0

new to selenium and I have the below question still after searching for solutions.

I am trying to access all the links on this website (https://www.ecb.europa.eu/press/pressconf/html/index.en.html).

The individual links gets loaded in a "lazy-load" fashion. And it gets loaded gradually as user scrolls down the screen.
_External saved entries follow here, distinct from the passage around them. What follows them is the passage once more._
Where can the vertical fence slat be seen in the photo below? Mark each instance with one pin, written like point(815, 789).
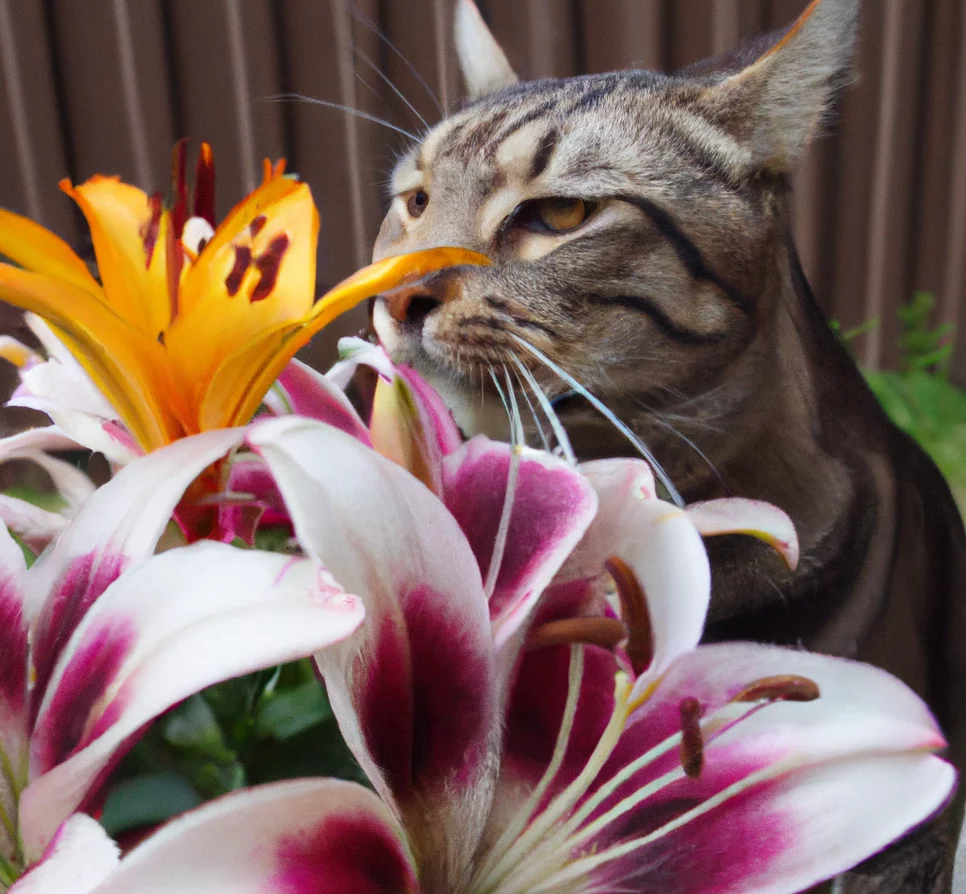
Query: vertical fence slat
point(241, 93)
point(16, 104)
point(133, 108)
point(623, 34)
point(954, 285)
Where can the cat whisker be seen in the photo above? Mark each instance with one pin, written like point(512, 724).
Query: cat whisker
point(544, 440)
point(388, 81)
point(366, 23)
point(559, 432)
point(503, 530)
point(602, 408)
point(300, 97)
point(667, 426)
driver = webdriver.Chrome("chromedriver.exe")
driver.get("https://www.ecb.europa.eu/press/pressconf/html/index.en.html")

    # scrolling
    
    lastHeight = driver.execute_script("return document.body.scrollHeight")
    #print(lastHeight)
    
    pause = 0.5
    while True:
        driver.execute_script("window.scrollTo(0, document.body.scrollHeight);")
        time.sleep(pause)
        newHeight = driver.execute_script("return document.body.scrollHeight")
        if newHeight == lastHeight:
            break
        lastHeight = newHeight
        print(lastHeight)
    
    # ---
    
    elems = driver.find_elements_by_xpath("//a[@href]")
    for elem in elems:
        url=elem.get_attribute("href")
        if re.search('is\d+.en.html', url):
            print(url)

However it only gets the required link of the last lazy-loading element, and everything before it is not obtained because they are not loaded.

I want to make sure all lazy-loading element to have loaded before executing any scraping codes. How can I do that?

Many thanks

Felton Wang
  • 153
  • 8
  • You can use selenium to simulate scrolling all the way to the bottom and then scrape the results. Simulating scrolling is a bit challenging tho. https://stackoverflow.com/questions/20986631/how-can-i-scroll-a-web-page-using-selenium-webdriver-in-python – Chris Jun 26 '21 at 12:47
  • what is the requirement, scroll down and grab links (till it reaches the bottom ), right ? – cruisepandey Jun 26 '21 at 12:52
  • FYI it’s scraping not scrapping. Scrapping (and ‘to scrap’) means throwing away like rubbish. – DisappointedByUnaccountableMod Jun 26 '21 at 14:05
  • @ChristopherHolder, Yes I tried scrolling to the bottom, but simply by doing that will not load all the lazy-load components, with the ones towards the top&middle of the page remain unloaded. – Felton Wang Jun 27 '21 at 07:56
  • @cruisepandey, grab all the links, but simply scrolling down all the way to the bottom will not load all the "lazy-load" component. I think I'll need to scroll down little by little and scrap along the way. – Felton Wang Jun 27 '21 at 07:58
  • @barny okay thanks. – Felton Wang Jun 27 '21 at 07:58

1 Answers1

0

Selenium was not designed for web-scraping (although in complicated cases it can be useful). In your case, do F12 -> Network and look at the XHR tab when you scroll down the page. You can see that the queries that are added contain the year in their urls. So the page generates subqueries when you scroll down and reach other years.

Look at response tab to find divs and classes and build beautifulsoup 'find_all'. A simple little loop through years with requests and bs is enough :

import requests as rq
from bs4 import BeautifulSoup as bs


headers = {"User-Agent": "Mozilla/5.0 (Windows NT 10.0; Win64; x64; rv:90.0) Gecko/20100101 Firefox/90.0"}

resultats = []

for year in range(1998, 2021+1, 1):

    url = "https://www.ecb.europa.eu/press/pressconf/%s/html/index_include.en.html" % year
    resp = rq.get(url, headers=headers)
    soup = bs(resp.content)

    titles = map(lambda x: x.text, soup.find_all("div", {"class", "title"}))
    subtitles = map(lambda x: x.text, soup.find_all("div", {"class", "subtitle"}))
    dates = map(lambda x: x.text, soup.find_all("dt"))

    zipped = list(zip(dates, titles, subtitles))
    resultats.extend(zipped)

resultat contains :

...
('8 November 2012',
  'Mario Draghi, Vítor Constâncio:\xa0Introductory statement to the press conference (with Q&A)',
  'Mario Draghi,  President of the ECB,  Vítor Constâncio,  Vice-President of the ECB,  Frankfurt am Main,  8 November 2012'),
 ('4 October 2012',
  'Mario Draghi, Vítor Constâncio:\xa0Introductory statement to the press conference (with Q&A)',
  'Mario Draghi,  President of the ECB,  Vítor Constâncio,  Vice-President of the ECB,  Brdo pri Kranju,  4 October 2012'),
...
ce.teuf
  • 746
  • 6
  • 13